Побережье пело не своими голосами, по-английски, по-французски, по-испански, и, кроме этих звуков, больше ничего не было, не проникало извне, будто всех накрыло плотной тканью вроде бархатного занавеса в театре. Прошлый век, думала Ольга. Какая-то свалка старья, словно ничего нельзя создать или придумать, и осталось только повторять, повторять, повторять… Каждый запах или звук напоминает о том, что давно миновало. Ты вдыхаешь запах райхона, и во рту появляется железный вкус, слышишь музыку — и рядом возникает тот, с кем ты давно танцевала. Ничего нового не будет: места заняты, поезд набрал скорость, и состав твоей жизни не изменится, пока не прибудешь в назначенный пункт.

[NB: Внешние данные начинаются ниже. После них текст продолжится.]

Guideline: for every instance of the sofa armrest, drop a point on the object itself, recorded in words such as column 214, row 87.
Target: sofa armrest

В комнате Катя разминала глину. Неужели тащила с собой в сумке? Послал же бог девчонку. Пригрела, обучила всему, Катерина захватила всю глину, зимой в валенках таскалась на завод, где печи для обжига настоящие. Ни образования, ни опыта, ни знаний, а будто у нее под пятками угли. От поделок — ржаво-синий дым, как от ночного костра, точно подпалили всех этих зверей, дома, деревья. Катя покусывает губы: “У тебя лучше!” — “У меня, — урезонила Ольга, — два художественных училища и академия”.
— Муж смотрит на меня ласково, как на пуговицу, — втолковывала Оксана Рустаму. — В перерывах между работой, футболом и пивом, на арене — наши любимцы! И тут появляюсь я. Он заразил меня стихами. Я могу их писать, причем отлично. Правда, не часто, только иногда. Заразить стихами — это заразить мужской болезнью, тоской по неведомому. Мужчинам надо быть великими, поэтому их притягивает бесконечность. Они к ней тянутся, а женщины в ней живут. Представь себе, это так. Мы живем во тьме, где ничего не сияет вдали, а все примыкает. В тебя втекает, из тебя вытекает. Великому тут нет места, негде поместиться. Понимаешь меня? Это грустно, поэтому женщины любят мужскую болезнь величия и бегают за певцами и поэтами, как за святыми, зная, что женщина — это все и никто. Вот я. Дочь одного директора и мать следующего. Промежуток. И есть люди, как мой муж, он бросит только один взгляд, ласковый такой, как на вареник, — и я никто. Понимаешь меня?
— Доктор Гутман, — возразил Рустам, — уверяет, что ты сирена и лучше бы заткнуть уши. — Дневной свет плохо проникал через темно-бордовые плотные шторы. Оксана взглянула на его ало пылавшие уши, поняла его страхи и растрогалась.